For large genomes (bacteria, eukaryotes) using a low -c value is prohibitively expensive. For a virus, though, not so much!

Using the new -c flag:

skani dist -c 20 data/hadv_a/ncbi_dataset/data/GCA_000846805.1/GCA_000846805.1_ViralProj14517_genomic.fna data/hadv_a/ncbi_dataset/data/GCA_006415435.1/GCA_006415435.1_ASM641543v1_genomic.fna | cut -f3-

We get:

Align_fraction_ref Align_fraction_query Ref_name Query_name
98.73 99.71 hadv_a hadv_a

This is what we'd expect from two organisms supposedly closely related (same species).

How about the same comparison, but for the other types of Adenovirus?

#! /usr/bin/zsh

function average_ani {
        awk '{ sum1 += $3; sum2 += $4; count++ } 
        END { 
        if (count > 0) 
                print sum1 / count, sum2 / count 
        }'
}

for g in {a,b,c,d,e,f,g}; do
        files=("data/hadv_$g"/**/*.fna)

        # read ani1 ani2 < <(skani dist --small-genomes "${files[@]}" | average_ani)
        read ani1 ani2 < <(skani dist -c 20 "${files[@]}" | average_ani)
        echo "Adenovirus $g ANI / AF: $ani1, $ani2"
done

Mostly what you'd expect:

Adenovirus Type ANI (%) AF (%)
A 88.79 92.06
B 89.36 91.82
C 96.89 94.78
D 96.18 98.84
E 94.11 95.38
F 89.54 89.41
G 90.39 90.03

Adenovirus F vs Others

Now we can do the same thing, but see how Adenovirus F compares to the rest, one by one, using -q (query) and -r (reference):

#!/usr/bin/zsh
function average_ani {
        awk '{ sum1 += $3; sum2 += $4; count++ } 
        END { 
        if (count > 0) 
                print sum1 / count, sum2 / count 
        }'
}

target="f"
cousins=(a b c d e f g)

echo "Comparing Adenovirus $target to its cousins..."

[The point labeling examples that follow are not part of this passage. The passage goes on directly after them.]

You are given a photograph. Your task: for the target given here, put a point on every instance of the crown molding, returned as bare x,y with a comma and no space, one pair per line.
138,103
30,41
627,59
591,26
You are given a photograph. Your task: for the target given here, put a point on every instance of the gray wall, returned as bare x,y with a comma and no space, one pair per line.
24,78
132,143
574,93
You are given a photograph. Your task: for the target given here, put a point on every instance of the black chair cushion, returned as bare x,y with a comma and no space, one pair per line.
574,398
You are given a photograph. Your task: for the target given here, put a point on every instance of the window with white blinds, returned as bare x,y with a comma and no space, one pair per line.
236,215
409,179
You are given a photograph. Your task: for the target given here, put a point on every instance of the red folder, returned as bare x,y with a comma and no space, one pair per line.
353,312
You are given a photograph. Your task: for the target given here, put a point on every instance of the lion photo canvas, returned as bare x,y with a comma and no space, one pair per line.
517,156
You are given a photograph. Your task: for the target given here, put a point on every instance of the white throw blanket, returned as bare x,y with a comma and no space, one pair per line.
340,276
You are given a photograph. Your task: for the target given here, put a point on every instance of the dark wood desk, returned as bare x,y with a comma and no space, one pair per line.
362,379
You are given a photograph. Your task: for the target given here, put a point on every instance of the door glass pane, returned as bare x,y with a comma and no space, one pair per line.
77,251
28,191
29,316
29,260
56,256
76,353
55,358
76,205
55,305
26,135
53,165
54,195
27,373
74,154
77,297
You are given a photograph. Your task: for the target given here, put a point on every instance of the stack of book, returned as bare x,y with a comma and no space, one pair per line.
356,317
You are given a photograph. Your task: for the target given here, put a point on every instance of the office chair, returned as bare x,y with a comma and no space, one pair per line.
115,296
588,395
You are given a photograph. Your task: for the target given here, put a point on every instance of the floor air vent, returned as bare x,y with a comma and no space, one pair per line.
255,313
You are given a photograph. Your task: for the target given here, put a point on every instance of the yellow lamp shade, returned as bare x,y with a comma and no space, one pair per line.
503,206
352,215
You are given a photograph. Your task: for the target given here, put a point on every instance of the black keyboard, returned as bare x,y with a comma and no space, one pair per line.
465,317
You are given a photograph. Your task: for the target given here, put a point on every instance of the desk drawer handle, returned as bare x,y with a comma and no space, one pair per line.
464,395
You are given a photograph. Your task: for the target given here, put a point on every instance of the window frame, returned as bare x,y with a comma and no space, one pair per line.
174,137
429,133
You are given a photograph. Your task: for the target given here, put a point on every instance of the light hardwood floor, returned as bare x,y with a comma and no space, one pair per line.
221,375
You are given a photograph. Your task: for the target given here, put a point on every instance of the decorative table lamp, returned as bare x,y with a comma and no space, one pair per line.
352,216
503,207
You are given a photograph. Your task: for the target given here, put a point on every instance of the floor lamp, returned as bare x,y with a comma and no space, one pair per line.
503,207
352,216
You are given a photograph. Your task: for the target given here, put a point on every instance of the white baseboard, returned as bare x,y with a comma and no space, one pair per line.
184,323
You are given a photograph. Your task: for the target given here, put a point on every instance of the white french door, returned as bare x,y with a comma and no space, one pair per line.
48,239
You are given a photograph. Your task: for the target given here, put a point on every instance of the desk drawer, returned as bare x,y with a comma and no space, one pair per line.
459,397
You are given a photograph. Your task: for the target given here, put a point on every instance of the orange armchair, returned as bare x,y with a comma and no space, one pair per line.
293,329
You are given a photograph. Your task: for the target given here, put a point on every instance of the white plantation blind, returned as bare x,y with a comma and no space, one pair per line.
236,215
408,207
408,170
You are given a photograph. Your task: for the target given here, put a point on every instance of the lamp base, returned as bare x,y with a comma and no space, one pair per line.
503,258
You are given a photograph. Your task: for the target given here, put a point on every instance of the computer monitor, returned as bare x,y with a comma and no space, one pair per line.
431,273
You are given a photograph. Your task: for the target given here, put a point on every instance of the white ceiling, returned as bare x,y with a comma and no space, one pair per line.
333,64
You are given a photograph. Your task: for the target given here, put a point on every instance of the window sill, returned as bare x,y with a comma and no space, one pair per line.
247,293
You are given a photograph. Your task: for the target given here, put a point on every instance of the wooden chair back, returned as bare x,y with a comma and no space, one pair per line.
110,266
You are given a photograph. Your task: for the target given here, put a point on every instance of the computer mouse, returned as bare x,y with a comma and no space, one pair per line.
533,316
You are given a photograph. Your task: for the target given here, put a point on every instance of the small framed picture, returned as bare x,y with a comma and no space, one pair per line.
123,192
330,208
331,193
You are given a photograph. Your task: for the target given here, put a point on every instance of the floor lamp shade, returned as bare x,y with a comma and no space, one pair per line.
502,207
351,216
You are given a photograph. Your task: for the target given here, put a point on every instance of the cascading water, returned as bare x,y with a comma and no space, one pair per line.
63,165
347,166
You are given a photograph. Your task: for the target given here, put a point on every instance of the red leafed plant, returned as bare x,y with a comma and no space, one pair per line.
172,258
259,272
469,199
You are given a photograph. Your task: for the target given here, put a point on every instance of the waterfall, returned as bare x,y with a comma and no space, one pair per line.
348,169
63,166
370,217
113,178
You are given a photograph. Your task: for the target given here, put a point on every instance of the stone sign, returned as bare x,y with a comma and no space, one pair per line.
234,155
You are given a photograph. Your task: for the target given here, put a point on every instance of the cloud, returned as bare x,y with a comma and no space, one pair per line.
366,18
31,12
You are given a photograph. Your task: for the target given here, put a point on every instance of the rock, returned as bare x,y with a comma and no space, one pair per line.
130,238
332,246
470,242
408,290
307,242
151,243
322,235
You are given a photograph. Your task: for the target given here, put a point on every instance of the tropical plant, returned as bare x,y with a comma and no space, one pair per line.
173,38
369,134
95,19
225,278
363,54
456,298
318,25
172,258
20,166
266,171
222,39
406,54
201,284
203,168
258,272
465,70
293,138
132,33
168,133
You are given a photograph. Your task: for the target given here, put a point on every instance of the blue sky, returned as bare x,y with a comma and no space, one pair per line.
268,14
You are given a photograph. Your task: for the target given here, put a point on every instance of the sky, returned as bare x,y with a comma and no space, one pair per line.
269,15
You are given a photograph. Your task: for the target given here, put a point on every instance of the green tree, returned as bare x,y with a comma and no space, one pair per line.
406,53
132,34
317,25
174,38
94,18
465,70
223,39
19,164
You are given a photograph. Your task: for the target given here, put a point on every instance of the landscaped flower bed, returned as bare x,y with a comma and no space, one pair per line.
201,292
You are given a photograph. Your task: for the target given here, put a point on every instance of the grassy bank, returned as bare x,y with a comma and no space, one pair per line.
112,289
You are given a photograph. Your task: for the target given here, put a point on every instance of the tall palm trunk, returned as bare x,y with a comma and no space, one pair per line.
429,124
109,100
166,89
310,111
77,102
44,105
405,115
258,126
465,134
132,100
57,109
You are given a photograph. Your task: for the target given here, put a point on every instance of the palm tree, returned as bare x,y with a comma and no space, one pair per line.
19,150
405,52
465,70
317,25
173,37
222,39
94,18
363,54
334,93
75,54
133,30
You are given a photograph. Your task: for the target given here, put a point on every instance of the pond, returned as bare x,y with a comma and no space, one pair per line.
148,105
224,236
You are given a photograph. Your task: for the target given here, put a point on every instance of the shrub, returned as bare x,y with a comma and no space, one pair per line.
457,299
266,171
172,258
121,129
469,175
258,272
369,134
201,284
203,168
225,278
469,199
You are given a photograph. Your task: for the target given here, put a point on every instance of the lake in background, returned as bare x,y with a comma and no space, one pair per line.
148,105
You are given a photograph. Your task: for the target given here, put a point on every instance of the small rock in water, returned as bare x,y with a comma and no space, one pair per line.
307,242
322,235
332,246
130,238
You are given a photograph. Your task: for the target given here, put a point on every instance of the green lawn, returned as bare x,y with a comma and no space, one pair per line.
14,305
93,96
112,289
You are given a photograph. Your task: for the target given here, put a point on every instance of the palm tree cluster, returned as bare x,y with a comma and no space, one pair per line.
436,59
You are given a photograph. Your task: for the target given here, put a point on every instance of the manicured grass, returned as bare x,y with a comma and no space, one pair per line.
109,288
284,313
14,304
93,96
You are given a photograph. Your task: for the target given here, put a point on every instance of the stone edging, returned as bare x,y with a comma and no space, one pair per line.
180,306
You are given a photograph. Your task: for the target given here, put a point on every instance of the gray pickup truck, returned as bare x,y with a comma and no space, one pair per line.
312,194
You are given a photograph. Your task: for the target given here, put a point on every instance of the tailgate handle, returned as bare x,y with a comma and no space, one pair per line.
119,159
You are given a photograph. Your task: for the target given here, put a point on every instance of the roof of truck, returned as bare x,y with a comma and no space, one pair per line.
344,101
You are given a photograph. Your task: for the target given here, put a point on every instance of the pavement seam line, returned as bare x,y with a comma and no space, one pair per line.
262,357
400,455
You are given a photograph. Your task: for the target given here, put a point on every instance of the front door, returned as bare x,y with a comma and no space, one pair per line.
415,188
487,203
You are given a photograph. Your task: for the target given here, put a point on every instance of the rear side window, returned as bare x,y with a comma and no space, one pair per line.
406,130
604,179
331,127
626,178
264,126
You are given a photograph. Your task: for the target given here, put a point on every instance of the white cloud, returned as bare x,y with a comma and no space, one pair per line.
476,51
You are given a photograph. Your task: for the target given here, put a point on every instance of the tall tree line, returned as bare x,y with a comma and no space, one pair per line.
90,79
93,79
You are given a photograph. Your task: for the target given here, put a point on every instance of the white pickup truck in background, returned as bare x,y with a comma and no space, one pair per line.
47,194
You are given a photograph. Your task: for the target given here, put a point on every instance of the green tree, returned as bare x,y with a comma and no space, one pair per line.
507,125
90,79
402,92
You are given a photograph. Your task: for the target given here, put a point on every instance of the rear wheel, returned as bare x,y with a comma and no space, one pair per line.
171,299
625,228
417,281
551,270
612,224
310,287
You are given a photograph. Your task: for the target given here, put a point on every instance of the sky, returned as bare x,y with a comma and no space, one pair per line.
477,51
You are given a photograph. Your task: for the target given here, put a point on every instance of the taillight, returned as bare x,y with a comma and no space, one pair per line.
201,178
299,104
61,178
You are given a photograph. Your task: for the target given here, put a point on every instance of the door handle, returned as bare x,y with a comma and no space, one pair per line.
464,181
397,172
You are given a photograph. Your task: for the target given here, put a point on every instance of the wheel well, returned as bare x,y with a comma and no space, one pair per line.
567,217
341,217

for cousin in "${cousins[@]}"; do
    files_target=("data/hadv_$target"/**/*.fna)
    files_cousin=("data/hadv_$cousin"/**/*.fna)
    # NOTE we use -c 20
    read ani1 ani2 < <(skani dist -q "${files_target[@]}" -r "${files_cousin[@]}" -c 20 | average_ani)
    echo "ANI between Adenovirus $target and $cousin: $ani1, $ani2"
done

We get:

Comparing Adenovirus f to its cousins...

Comparison ANI (%) Secondary Value
Adenovirus F vs A 46.2533 10.14
Adenovirus F vs B 68.8725 16.7455
Adenovirus F vs C 0 0
Adenovirus F vs D 76.6281 19.3789
Adenovirus F vs E 74.2882 20.9326
Adenovirus F vs F 98.3608 98.6093
Adenovirus F vs G 76.4716 24.8242

There are some variants that are closer to Adenovirus F, such as D, E and G, in terms of ANI. The AF is very far apart. I'm interested in identifying in metagenomic data, though, so the ANI is probably the more important metric to focus on. Ideally, we want to find some unique loci that are only found in Adenovirus F, and no other Adenoviruses, and ideally, no other organisms.

Adenovirus F is quite distinct from the other adenovirus species. We should be able to find some way to identify it uniquely within some genomic data.